The protagonist is a woman named Chell, but she’s not the hypersexualized object of lust we’ve come to expect in games. Rather than skintight latex or a chainmail bikini, she wears a plain orange jump suit that is eerily reminiscent of those worn by prisoners in Guantanamo Bay. We’re offered no backstory, no hint of personality. She is being held captive in a lab and is subject to teleportation experiments by the insane AI who operates the “Enrichment Center.” As the player, you’re never even aware that you’re a woman until you catch a glimpse of yourself in the third person through a portal. The unobtrusive presentation of the female protagonist doesn’t force a male gender perspective on the player as is the norm in FPS games.

In other words, the few playable female characters in games are usually meant to be played with, as much as played. Not in Portal.

The description of this game as a first-person shooter is a bit tenuous, as you never shoot or kill anything (except for robots and, brilliantly, an inanimate cube). Or, as Feminist Gamers said:

You, as the player, are the only living creature in the game. So it does sort of skew the whole “100% female” proclamation that I made early on. However, there are two robotic “others” in the game: first off is the Institute’s computer — imagine the Star Trek ship’s computer with a sick sense of humor and a half-done inflection subroutine and you’ve got your instructor. She directs you through the center’s levels with a combination stick: warning you that you will be sent to android hell at the first signs of disobedience, as well as the carrot: urging you through the levels with the promise of cake at the end. The other robotic “other” are the little battle platforms: sentry drones that will detect movement and fire a bunch of bullets at you. As obnoxious as they are when they’re popping caps in your ass, I absolutely love these sick little fucks: they’ll scan for you and in sweet, harmonized voices (yes, female), they’ll ask you to “please come over here” and when you knock them out, they’ll shut down with a resigned “I’m not angry.”
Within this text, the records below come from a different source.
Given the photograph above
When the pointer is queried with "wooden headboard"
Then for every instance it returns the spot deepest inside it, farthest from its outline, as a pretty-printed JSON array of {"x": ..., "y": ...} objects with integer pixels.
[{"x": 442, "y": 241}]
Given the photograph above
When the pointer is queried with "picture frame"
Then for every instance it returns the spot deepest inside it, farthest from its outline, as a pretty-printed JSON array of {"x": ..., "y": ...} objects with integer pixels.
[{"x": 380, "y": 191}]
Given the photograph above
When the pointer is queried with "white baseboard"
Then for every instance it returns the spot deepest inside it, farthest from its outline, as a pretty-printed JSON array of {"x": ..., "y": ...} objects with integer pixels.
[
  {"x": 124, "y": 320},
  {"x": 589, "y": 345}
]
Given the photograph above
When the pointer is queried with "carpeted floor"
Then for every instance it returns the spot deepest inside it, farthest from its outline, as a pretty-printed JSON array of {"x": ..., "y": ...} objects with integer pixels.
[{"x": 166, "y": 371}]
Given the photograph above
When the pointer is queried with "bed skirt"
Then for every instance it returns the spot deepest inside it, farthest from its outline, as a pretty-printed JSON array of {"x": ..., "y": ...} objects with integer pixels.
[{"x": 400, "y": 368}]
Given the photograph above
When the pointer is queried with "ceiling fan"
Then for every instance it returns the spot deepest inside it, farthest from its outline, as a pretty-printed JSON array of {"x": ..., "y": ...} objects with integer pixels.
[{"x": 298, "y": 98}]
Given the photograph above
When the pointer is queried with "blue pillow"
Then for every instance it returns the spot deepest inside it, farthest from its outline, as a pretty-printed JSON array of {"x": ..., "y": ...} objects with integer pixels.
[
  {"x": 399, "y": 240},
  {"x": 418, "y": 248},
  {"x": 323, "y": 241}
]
And looky-look – one of the main developers of the game was a woman – Kim Swift.

Comments From You

Lew // Posted 29 July 2008 at 2:21 pm

Portal is one of the best games I’ve ever played. I very rarely play single-player games, but when I do, I always find the testosterone offputing. This game had none of that, and I’ve only just realised that the lack of testosterone is why I can enjoy it.

It’s great also that Portal has achieved immense fame on the internet, and has never had a bad review. I don’t know if this can be seen as an achievement for equality, but it’s certainly something.

Zenobia // Posted 29 July 2008 at 2:36 pm

Yes! I watched someone play this, and it looks incredible, I’m going to have to play through it myself at some stage. Plus the dialogue is so amazing, I loved the humour. Well, dialogue is stretching it a bit I guess

Actually, the Half Life games are mostly pretty good for female characters, although Gordon Freeman is a bloke, I guess – some sort of superhuman killing machine, even.

As an added bonus, one of the voices of the final boss is Mike Patton, and you get to throw him into a furnace. Count me in!

Daniel // Posted 29 July 2008 at 4:19 pm

I too would suggest you give the half life series a go, while the original half life is an all male affair, its a stunningly atmospheric and story driven game, while the sequels introduce several female charachters, one of which, while not playable, fights alongside you and when on several occassions you have to rescue her it feels like rescuing a team mate rather than a damsel in distress (i’m fairly certain she rescues you at some point to)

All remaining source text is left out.